Le gouvernement a-t-il légalisé l’euthanasie ?3 min de lecture

Pour compléter les “mesures générales nécessaires pour faire face à l’épidémie de covid-19 dans le cadre de l’état d’urgence sanitaire”, la prescription du Rivotril sous forme injectable en ambulatoire et hors AMM (autorisation de mise sur le marché) est autorisée jusqu’au 15 avril 2020 par le décret n° 2020-360 du 28 mars 2020. Aussitôt, de nombreuses voix se sont élevées, dénonçant une “légalisation de l’euthanasie”. Mais qu’en est-il vraiment ? Pour le savoir, nous tenterons de répondre progressivement aux questions que soulève cette controverse.

Qu’est-ce que le Rivotril ?

L’autorisation de mise sur le marché du Rivotril le décrit comme un anti-épileptique. Toutefois, ses effets calmants pouvant, selon la dose, plonger le patient dans le sommeil ou le coma; il peut être utilisé comme sédatif. 

Qu’est-ce qu’un sédatif ?

La dénomination de “sédatif” va d’un simple tranquillisant à un médicament pouvant entraîner le sommeil, le coma, ou la mort. La plupart du temps, ils sont utilisés comme tranquillisants, non pas pour soulager la douleur, mais pour calmer le stress et l’anxiété des patients avant les actes chirurgicaux. Il peut par exemple être administré avant une anesthésie ou un scanner. Ainsi, de nombreux patients en soins intensifs sont sous sédatifs.

Pourquoi autoriser le Rivotril comme sédatif exceptionnel ?

Selon l’association Alliance Vita, “Le fait de modifier les indications AMM précises de ces médicaments révèle la pénurie actuelle des produits affectés à la sédation (midazolam, diazepam) dont les propriétés sont bien connues des professionnels.
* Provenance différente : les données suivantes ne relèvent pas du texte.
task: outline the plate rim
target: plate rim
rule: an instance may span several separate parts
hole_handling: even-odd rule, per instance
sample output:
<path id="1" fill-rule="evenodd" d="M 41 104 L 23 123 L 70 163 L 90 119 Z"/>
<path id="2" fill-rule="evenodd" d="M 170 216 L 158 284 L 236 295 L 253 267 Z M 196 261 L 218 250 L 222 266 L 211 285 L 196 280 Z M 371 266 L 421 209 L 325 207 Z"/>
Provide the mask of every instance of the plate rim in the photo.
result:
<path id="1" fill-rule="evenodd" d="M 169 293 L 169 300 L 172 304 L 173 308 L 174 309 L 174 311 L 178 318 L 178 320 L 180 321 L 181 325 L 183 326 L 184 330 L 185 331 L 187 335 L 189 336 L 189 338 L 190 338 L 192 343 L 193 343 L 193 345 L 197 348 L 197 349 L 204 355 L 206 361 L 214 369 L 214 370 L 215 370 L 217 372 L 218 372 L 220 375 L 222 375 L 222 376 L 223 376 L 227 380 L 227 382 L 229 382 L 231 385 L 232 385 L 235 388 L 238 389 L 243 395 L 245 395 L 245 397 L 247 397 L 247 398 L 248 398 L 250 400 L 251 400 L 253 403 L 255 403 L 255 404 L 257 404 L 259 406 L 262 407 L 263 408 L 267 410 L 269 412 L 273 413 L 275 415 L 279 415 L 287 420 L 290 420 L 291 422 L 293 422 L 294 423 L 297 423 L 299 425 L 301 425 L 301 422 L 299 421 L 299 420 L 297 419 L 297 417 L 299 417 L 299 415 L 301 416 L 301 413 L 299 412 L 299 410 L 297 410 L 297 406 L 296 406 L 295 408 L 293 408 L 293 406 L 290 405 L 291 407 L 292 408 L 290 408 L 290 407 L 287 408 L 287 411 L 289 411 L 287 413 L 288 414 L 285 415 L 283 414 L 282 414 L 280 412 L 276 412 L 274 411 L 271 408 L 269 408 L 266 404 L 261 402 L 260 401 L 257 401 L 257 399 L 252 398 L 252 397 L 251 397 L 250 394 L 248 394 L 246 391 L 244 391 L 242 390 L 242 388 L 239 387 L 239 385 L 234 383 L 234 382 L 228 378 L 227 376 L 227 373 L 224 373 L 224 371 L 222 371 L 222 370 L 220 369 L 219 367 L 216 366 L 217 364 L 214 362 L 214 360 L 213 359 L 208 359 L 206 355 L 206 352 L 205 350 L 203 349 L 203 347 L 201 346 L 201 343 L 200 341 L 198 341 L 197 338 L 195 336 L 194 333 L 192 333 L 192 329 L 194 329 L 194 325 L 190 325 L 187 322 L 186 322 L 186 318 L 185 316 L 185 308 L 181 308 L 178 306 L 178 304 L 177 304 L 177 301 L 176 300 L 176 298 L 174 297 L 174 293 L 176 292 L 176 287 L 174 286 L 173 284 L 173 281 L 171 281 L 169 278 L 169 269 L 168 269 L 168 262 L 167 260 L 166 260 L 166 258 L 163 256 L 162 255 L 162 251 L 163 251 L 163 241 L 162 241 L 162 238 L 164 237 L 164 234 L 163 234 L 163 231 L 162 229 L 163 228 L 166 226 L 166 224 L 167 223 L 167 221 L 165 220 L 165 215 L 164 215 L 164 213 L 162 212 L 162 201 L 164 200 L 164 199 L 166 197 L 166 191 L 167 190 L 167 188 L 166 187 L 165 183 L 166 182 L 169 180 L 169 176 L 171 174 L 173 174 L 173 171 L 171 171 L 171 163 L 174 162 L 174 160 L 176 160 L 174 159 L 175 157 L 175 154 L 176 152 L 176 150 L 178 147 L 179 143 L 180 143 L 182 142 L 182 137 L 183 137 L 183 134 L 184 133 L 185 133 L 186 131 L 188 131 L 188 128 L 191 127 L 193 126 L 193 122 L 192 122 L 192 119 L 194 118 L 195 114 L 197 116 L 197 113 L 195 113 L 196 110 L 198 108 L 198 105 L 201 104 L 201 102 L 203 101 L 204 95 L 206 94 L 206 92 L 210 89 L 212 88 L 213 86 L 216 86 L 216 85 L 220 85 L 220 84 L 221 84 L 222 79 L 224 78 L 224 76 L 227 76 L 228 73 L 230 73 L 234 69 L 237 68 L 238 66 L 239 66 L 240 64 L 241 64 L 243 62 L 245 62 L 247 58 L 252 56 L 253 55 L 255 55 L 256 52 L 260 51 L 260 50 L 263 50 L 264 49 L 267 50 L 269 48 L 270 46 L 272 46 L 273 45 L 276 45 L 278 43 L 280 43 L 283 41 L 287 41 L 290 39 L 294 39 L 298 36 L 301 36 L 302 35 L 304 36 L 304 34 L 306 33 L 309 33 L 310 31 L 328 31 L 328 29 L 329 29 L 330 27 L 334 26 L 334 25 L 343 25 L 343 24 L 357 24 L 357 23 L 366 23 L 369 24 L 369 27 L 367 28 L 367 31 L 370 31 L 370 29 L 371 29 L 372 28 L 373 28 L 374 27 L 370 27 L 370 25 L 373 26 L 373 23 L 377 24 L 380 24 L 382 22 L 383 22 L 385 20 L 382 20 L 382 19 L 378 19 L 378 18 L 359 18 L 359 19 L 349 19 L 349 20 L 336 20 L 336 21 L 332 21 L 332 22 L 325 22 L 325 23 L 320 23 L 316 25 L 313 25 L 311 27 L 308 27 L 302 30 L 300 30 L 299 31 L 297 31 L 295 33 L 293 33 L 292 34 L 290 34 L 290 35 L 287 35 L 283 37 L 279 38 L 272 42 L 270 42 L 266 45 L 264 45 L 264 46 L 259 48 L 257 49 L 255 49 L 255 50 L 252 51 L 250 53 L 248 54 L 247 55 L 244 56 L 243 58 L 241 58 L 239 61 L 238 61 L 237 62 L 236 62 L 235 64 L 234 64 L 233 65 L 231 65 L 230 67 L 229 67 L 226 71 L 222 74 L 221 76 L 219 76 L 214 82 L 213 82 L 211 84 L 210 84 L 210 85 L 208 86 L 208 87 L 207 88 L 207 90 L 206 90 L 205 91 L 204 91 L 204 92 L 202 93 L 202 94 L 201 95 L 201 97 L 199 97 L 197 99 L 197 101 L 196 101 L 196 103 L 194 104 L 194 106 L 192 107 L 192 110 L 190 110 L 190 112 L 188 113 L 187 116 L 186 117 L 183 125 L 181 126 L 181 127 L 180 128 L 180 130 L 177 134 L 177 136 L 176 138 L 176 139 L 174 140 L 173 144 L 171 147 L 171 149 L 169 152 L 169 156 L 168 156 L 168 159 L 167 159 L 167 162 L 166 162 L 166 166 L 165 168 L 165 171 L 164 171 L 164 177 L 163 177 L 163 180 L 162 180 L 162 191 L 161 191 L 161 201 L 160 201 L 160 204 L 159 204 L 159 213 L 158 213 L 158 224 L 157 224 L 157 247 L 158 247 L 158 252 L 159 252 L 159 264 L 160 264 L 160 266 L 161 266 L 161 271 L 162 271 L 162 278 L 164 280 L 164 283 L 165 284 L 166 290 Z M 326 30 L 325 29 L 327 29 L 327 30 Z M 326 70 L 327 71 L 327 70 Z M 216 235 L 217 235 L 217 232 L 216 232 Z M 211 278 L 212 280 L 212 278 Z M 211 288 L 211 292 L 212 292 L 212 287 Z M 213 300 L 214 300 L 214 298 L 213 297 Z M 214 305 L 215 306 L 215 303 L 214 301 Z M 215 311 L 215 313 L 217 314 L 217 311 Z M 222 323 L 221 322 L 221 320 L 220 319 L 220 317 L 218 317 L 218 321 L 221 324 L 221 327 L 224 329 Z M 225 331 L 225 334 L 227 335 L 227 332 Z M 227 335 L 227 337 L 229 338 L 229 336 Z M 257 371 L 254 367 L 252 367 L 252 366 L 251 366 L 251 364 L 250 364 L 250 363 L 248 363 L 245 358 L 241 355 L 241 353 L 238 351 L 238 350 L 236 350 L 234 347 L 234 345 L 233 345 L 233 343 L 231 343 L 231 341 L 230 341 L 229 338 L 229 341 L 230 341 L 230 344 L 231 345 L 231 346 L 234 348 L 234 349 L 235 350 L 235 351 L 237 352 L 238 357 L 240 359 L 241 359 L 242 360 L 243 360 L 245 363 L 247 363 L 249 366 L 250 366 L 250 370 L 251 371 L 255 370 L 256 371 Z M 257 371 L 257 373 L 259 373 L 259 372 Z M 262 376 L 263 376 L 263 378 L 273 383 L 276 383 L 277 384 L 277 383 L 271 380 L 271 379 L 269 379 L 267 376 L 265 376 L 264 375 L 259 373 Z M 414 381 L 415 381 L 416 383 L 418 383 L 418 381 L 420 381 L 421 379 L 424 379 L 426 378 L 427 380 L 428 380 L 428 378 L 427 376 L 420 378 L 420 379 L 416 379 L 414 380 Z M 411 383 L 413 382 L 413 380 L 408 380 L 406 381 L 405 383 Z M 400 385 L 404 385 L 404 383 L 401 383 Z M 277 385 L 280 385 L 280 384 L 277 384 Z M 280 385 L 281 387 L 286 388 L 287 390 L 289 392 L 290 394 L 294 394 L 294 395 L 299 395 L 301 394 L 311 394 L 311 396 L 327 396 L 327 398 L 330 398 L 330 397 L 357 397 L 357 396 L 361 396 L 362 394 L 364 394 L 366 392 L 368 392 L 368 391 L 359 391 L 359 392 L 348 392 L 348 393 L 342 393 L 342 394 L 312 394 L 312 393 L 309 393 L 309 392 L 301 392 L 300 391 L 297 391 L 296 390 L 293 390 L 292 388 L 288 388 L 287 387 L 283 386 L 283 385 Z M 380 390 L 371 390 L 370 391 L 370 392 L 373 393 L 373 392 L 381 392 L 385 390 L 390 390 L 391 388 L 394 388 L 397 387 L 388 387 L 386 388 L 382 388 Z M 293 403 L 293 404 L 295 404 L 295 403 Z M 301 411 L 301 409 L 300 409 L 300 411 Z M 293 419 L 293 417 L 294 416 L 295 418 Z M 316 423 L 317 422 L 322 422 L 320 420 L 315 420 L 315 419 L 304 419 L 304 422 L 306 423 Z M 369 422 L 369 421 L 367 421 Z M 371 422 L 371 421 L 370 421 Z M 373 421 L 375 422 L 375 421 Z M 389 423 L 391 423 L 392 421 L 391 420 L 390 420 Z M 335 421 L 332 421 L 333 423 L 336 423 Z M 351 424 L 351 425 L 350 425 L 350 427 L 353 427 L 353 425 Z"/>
Cela souligne la nécessité d’utiliser le Rivotril® dans une intention sédative, palliative et non euthanasique.” De la même façon, le Ministère de la Santé avait déjà modifié l’AMM du midazolam pour intégrer son usage comme sédatif.

Qu’est-ce que l’euthanasie ?

Selon le Larousse, l’euthanasie est l’“Acte d’un médecin qui provoque la mort d’un malade incurable pour abréger ses souffrances ou son agonie, illégal dans la plupart des pays.” En France, elle n’est pas juridiquement définie, et son interdiction relève de l’interdiction du meurtre (article 221-1 du code pénal). 

Existe-t-il un risque de dérive vers l’euthanasie ?

Sur le site de la  Société Française de Gériatrie et Gérontologie, son président, Olivier Guérin, a démenti formellement: « Il est bien entendu hors de question de faire de la sédation sur des patients qui nécessiteraient une hospitalisation, ou en dehors d’une évaluation clinique rigoureuse avec une décision autant que possible partagée.  Administrer du Rivotril à un patient ne veut pas dire arrêter les soins. Il s’agit, au contraire, lorsque la situation se dégrade et dans certaines circonstances d’un accompagnement pour soulager sa souffrance en le plaçant dans une sédation lorsque la détresse respiratoire devient insupportable, mais il ne s’agit certainement pas, encore une fois d’un médicament destiné à pratiquer une euthanasie. L’asphyxie en fin de vie est inacceptable ».

Le décret facilite l’accès au Rivotril, qui ne pouvait être fourni jusque là que par les pharmacies hospitalières. Il ne légalise pas l’euthanasie, qui reste officiellement interdite. 

Mais l’euthanasie était-elle de facto déjà possible ?

La loi du 2 Février 2016, dite “Loi Léonetti” accorde aux malades et aux personnes en fin de vie le droit d’exiger « sédation profonde et continue jusqu’au décès ». Il est ainsi possible de plonger un patient dans un état de sédation continue (via le Rivotril, ou autre) , avant de procéder à l’arrêt de la nutrition. Cela répond à la définition de l’euthanasie comme “Acte d’un médecin qui provoque la mort d’un malade incurable pour abréger ses souffrances ou son agonie.” C’est par exemple de cette façon que le CHU de Reims avait laissé mourir Vincent Lambert, à ceci près que ce dernier n’en avait pas exprimé la volonté, comme le prévoyait la loi. Cette forme d’euthanasie légalisée par la loi Léonetti est appelée “euthanasie passive”, et est autorisée dans plusieurs pays européens.

Conclusion

Le décret du 28 Mars 2020 ne légalise pas officiellement l’euthanasie, mais il rend plus accessible un sédatif, le Rivotril, qui pourrait être utilisé dans le cadre d’une euthanasie passive.